I don’t know about you, but when I first heard about the bipartisan legislation cracking down on “too big to fail” banks, promoted by the unlikely duo of Sens. Sherrod Brown of OH and David Vitter of LA, I thought it might turn out to be a pretty big deal galvanizing a rare left-right coalition. They had, after all, secured a unanimous Senate vote on a non-binding resolution endorsing an end to government support for big banks, and could draw on exceptional popular anger, across the political and ideological spectrum, towards the behavior of big banks before, during, and after the 2008 financial crisis.

But their bill isn’t exactly gaining support, as Politico Pro reports:

As of Friday, the bill has just two co-sponsors: Sens. Dick Durbin (D-Ill.) and Jeff Sessions (R-Ala.). Sen. Mark Kirk (R-Ill.), who was an initial co-sponsor, took his name off the bill last month, citing a “miscommunication.” And Sessions told POLITICO that he is still deciding whether to remain a co-sponsor because “it’s a complex area and you need to be careful that you first do no harm.”

The bill has apparently put pressure on federal bank regulators to step up scrutiny of the practices of the biggest banks.
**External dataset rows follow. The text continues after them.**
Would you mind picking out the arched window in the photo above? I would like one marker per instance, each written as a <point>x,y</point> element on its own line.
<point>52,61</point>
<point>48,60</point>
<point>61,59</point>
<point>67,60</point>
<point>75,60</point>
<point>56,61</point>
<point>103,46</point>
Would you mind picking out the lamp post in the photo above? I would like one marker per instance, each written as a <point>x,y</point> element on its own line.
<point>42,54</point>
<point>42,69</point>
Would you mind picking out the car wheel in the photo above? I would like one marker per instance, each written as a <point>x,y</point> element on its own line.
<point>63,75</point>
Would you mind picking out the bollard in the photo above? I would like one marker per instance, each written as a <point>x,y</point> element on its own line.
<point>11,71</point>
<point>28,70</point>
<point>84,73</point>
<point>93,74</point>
But that, of course, is an arena that is entirely polarized by party, with even alleged “populist conservative” big-bank-opponents reflexively siding with their corporate-welfare-loving GOP colleagues in seeking to disable regulation as a matter of principle.

The one big beneficiary of the flagging push for Brown-Vitter has been, ironically, lobbyists for big banks, who see Brown-Vitter as a threat to be suffocated in its legislative cradle. As New York’s Kevin Roose noted last month, Brown-Vitter is drawing more heat from the big bank lobby than Dodd-Frank ever did, because its more categorical effort to rein in banking practices would be harder to unravel in regulatory and judicial battles than has been the case so far with Dodd-Frank.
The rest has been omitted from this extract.